The stated goals of the program were to present the girls with "options... other than trouble." The goal of the visual arts component was to have them work together on a group project, creating a message for other girls dealing with similar personal issues. How difficult this was for our girls speaks to the painful gap between the goals we set for them and what they need.

Though I'm trained neither as an educator nor a therapist, I have confidence in my ability to relate to kids. I enjoy spending time in the South Bronx with my camera and have worked informally with youth groups. I trusted the other workshop leaders to address the more difficult psychological issues. Hired as a photographer, I determined to teach a technical skill and point my students in the right direction. The girls would create and collect images of their lives that dealt with the concerns of the grant. I made a list of subjects for them to choose. They could photograph their family, their daily life and special occasions, places they liked, things that made them happy or sad, a person they admired. I described many ways they could create self-portraits.

It was immediately suggested to me that I wouldn't be able to get through much of the list and that I not offer my students a choice of subject, but assign one. Indeed, a list of possibilities did confuse them at first. They weren't sure what I wanted them to do. Not that it got in the way of their seizing disposable cameras and reporters' notebooks like the starving at a banquet. They considered my list of suggested subjects. Some of them even kept it. It soon became apparent however that each girl had her own agenda. Providing independence within a structured environment gave me my first lessons in dealing with the contradictory demands for attention and privacy that alternate unexpectedly in the teenage heart.
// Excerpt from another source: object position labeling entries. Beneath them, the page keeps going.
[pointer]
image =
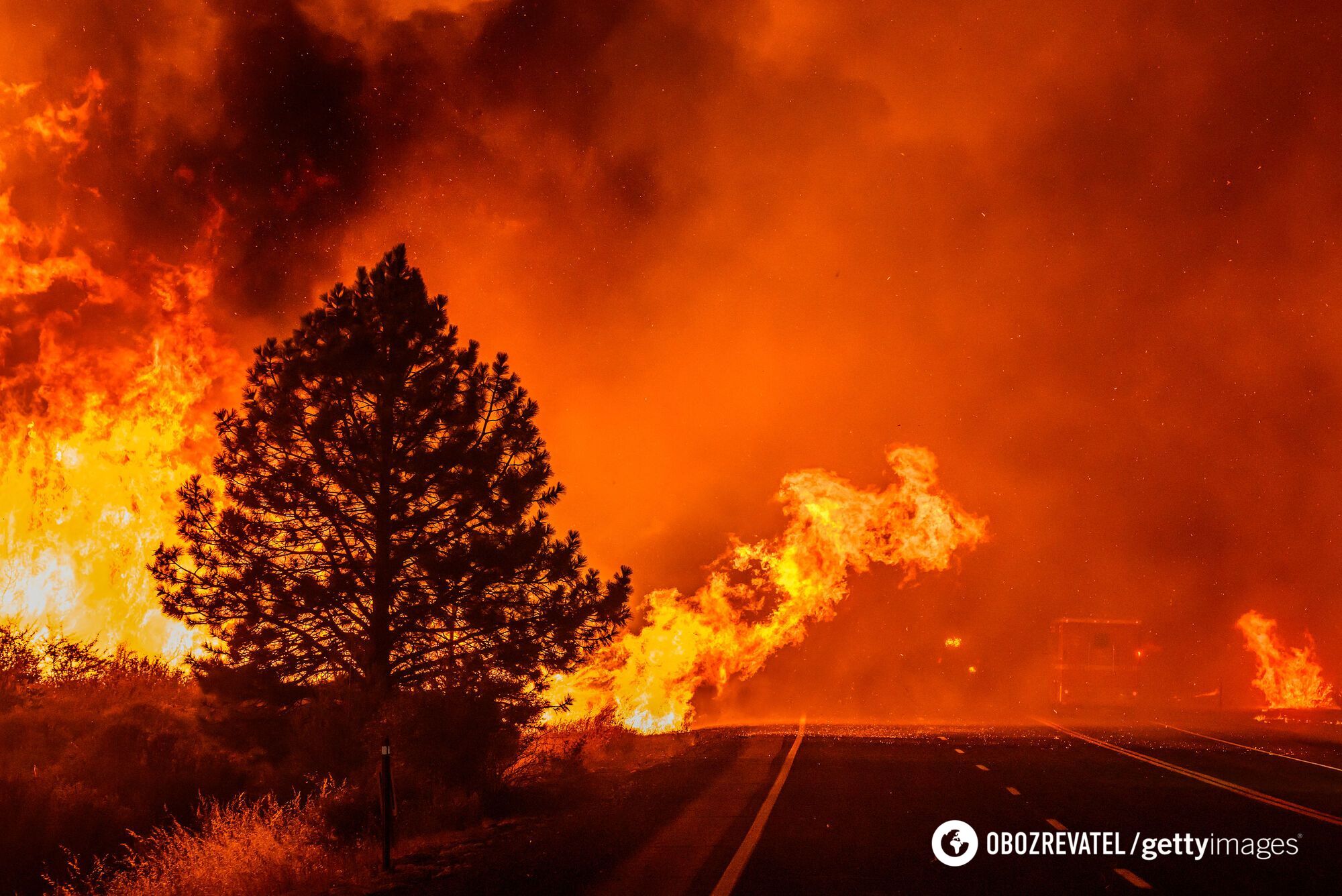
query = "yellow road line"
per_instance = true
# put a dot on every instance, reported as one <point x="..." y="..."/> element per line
<point x="1206" y="779"/>
<point x="739" y="862"/>
<point x="1245" y="746"/>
My students were strongly attracted to the camera--as subjects. When someone photographed them, they said "I took a picture." They were only too happy to pose. When I protested that they were supposed to be taking the pictures, they replied, "But you're the photographer!" True enough. My project became to move them from the subject to the author of the image.
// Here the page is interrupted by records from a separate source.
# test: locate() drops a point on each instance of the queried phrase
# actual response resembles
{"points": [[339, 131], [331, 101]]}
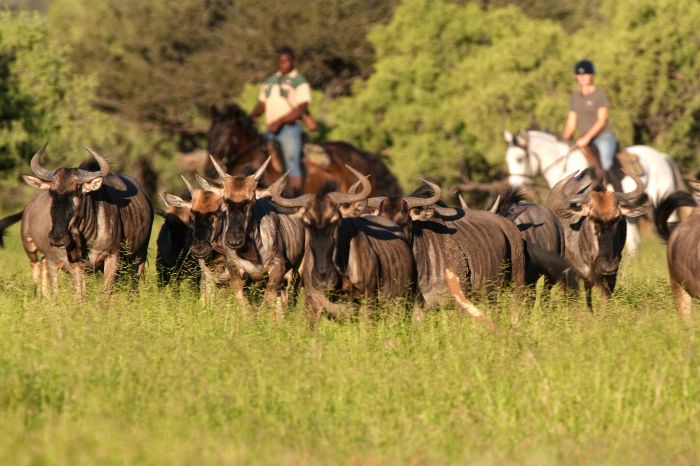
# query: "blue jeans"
{"points": [[289, 138], [606, 143]]}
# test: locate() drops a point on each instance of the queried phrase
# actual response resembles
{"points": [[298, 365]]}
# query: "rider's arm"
{"points": [[570, 125], [258, 110], [602, 119]]}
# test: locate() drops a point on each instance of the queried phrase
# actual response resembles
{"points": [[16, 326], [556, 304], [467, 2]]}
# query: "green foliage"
{"points": [[449, 78], [154, 378], [42, 98], [165, 63]]}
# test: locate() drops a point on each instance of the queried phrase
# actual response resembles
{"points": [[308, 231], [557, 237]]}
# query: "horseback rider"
{"points": [[589, 117], [284, 98]]}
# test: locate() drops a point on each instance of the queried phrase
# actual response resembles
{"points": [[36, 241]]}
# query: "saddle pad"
{"points": [[317, 155], [630, 163]]}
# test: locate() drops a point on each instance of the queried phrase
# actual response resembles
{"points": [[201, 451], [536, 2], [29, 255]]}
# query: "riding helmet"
{"points": [[584, 67]]}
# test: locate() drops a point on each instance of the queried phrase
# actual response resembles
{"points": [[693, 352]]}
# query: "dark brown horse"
{"points": [[236, 143]]}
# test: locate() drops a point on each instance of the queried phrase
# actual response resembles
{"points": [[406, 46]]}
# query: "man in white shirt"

Pictures--regardless of who took them--were claimed eagerly by the subjects and disappeared into jealously guarded collections. It was difficult to persuade the girls to give up even one to hang on the wall. The boldest girl relinquished a few of hers "'cause I'm not in them." Duplicates would be bartered for a cupcake or a bag of chips, but displaying their pictures was not easy for them. They liked albums they could close. Frames were something to be taken home. I only got to see their photos when I insisted, which I didn't do often. They shared their work more easily with the other members of my team--a high school student from the community and art therapist Karen Rehm, who volunteered to help me in addition to conducting her own workshops. I was in the teacher's role, from which these girls remained painfully disconnected.
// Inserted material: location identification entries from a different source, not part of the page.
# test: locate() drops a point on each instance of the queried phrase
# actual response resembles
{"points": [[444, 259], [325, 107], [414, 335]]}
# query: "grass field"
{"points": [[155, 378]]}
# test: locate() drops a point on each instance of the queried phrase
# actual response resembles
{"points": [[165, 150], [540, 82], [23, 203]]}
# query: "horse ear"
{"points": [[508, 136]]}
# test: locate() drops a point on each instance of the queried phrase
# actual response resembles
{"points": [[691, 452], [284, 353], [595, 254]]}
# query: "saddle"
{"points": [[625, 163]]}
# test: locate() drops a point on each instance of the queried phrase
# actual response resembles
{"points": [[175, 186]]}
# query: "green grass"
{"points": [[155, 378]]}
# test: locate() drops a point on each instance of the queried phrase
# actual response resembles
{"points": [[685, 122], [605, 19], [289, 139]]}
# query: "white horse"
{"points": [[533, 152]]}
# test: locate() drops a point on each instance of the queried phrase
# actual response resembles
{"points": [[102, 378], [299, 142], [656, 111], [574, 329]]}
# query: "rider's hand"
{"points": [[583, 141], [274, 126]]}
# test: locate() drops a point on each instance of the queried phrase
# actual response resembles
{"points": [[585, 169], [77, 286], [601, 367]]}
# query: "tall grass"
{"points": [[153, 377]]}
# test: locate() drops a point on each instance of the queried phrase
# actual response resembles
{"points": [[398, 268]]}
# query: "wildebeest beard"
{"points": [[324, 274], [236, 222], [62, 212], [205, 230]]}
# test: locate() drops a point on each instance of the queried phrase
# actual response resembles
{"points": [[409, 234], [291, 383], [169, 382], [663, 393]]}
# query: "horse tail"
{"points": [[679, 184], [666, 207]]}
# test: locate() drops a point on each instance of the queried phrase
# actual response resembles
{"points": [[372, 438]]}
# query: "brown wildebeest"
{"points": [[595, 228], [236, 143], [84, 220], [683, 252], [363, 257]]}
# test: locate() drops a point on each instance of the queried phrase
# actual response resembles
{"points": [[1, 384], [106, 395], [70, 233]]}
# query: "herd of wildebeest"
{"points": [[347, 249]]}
I took their overwhelming eagerness to claim the envelope back from the lab as a good enough measure of involvement. I taught each day's lesson--Photo Basics, How To Photograph Kids, How to Take a Group Shot-before I handed them out. My girls were not interested in the mechanics of photography. When books by women photographers lay untouched in the center of the table, I opened them in front of the least recalcitrant student. If she showed some interest the others would ask her to describe what she saw. Books about girls their age were not plentiful. Perhaps that's why pictures of girls their age interested them less than images of celebrities. Too many magazines contained sexually explicit articles. Some guile was needed to introduce even the most appropriate. One morning B. took the copy of Vibe I offered her and slammed it face down on the table. When the art therapist picked it up however, B. almost tipped over her chair trying to look over her shoulder.

They were fascinated by teens as the picture on page one, so I was happy when the local paper photographed one group, even though I wasn't around for the shoot. The copy I brought to class was greeted with an angry chorus of "We've seen it! We're not in the paper!" Rather than a group shot, there was a picture of one girl. "I'm glad it wasn't me" someone growled. I tried to explain to them that the photographer doesn't decide which photos appear. "But the other woman was here!" they insisted. Yes, but she was the writer. The editor makes the decisions. I talked about things you can and can't control, but they were inconsolable. We didn't discuss the text, which declared all the girls in the program at risk of delinquency.